Between Family: The City Between: Book Nine
Page 22
“Put the chip somewhere else, then,” Zero said harshly.
“It’s the last call we should need to make,” I said. “Don’t worry about it. I’ll keep the phone on silent.”
There wasn’t another peep from the phone, but it seemed to have gotten to everyone a bit; the lycanthropes went back upstairs to look out the window, taking Morgana and Sarah—and by extension, Ralph—to see how much of the arena was left. That left Zero and me with Les, and I was pretty sure Les was just there to sneak out as many forks as he could from the drawers.
“Will it matter where the others are?” Zero asked.
“Nah,” I told him. “Let ’em look out the window. It might be better than being in here to watch everything get a bit weird.”
“You’re expecting it to be weird?”
“Don’t see how it couldn’t be,” I said, feeling a bit more cheerful. It was always fun to watch Zero being pushed out of his comfort zone.
“The dipstick is back!” yelled someone from upstairs, just as I settled myself at the kitchen island with a fresh cup of coffee to see what I could do.
Zero’s brows rose. The lycanthropes’ delight with finding new and worse names for his father was something that he didn’t seem to be able to get used to. I suppose that’s what happens if you’re brought up by a bloke that horrible.
“Bet you wish it was JinYeong instead,” I said, unable to help myself.
His eyes went slightly bluer, which was nice to see. Despite that, he said, “It’s to no good purpose if it really is my father.”
“Never thought it would be,” I said, and got up to see what was going on, leaving my coffee behind. “The fun your dad brings with him every time we meet him—oi! Should I be calling him great-great granddad or something? He’d flamin’ hate that. Maybe I’ll do it.”
I was unceremoniously seized by the back of the neck and hauled back to meet Zero’s warning gaze.
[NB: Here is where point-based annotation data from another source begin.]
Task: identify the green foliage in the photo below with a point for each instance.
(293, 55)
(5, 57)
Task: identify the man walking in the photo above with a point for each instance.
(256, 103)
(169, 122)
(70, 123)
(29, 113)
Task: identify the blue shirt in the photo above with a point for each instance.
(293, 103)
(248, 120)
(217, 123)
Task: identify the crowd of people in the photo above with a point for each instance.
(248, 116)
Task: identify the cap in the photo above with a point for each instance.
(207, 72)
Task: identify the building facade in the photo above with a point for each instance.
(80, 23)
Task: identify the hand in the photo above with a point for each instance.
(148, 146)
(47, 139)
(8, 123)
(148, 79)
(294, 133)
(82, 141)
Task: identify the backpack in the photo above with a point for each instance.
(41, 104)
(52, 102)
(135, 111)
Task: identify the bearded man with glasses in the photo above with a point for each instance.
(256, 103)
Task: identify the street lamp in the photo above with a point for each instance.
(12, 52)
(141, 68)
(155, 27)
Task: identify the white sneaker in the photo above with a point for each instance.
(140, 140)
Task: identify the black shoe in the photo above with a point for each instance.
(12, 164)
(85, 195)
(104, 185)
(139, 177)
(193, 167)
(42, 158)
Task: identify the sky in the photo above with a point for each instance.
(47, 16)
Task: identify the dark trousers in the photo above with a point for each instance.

“Pet,” he said. “If you even try to—”
“Yeah, yeah,” I said, grinning. “If I call him great-great grandad, you’ll chuck me out the window and let me say it to his face.”
“Close enough,” said Zero, and let me go.
He followed close behind me on the stairs, too, but let me go ahead at the window—probably because he could see right over me. The first thing I noticed wasn’t that there was a group of behindkind in what was left of my backyard; it was the fact that there was now so little left of the arena as a whole that I could literally see the front of what must be Lord Sero’s mansion—he’d brought a whole mansion in with him?—through the gap in the hedges. There was no more labyrinth, just a gap between the last remaining hedge and our two houses.
And it had to be Lord Sero’s mansion, because he was right outside my house with a group of behindkind—though for what purpose, I didn’t know. I didn’t like that I didn’t know, either. But as I scanned the behindkind on the lawn below, something else interesting caught my eye.
“That’s weird,” I said, frowning.
Zero, his eyes running over the group in an attempt to make out exactly what the threat was, didn’t look at me. He did ask, “What is?”
“That suit,” I told him, pointing with my chin at a bloke fairly far back in the part of the group that seemed to be inspecting the base of the hedges that now led into what was left of our backyard. “It’s flamin’ weird.”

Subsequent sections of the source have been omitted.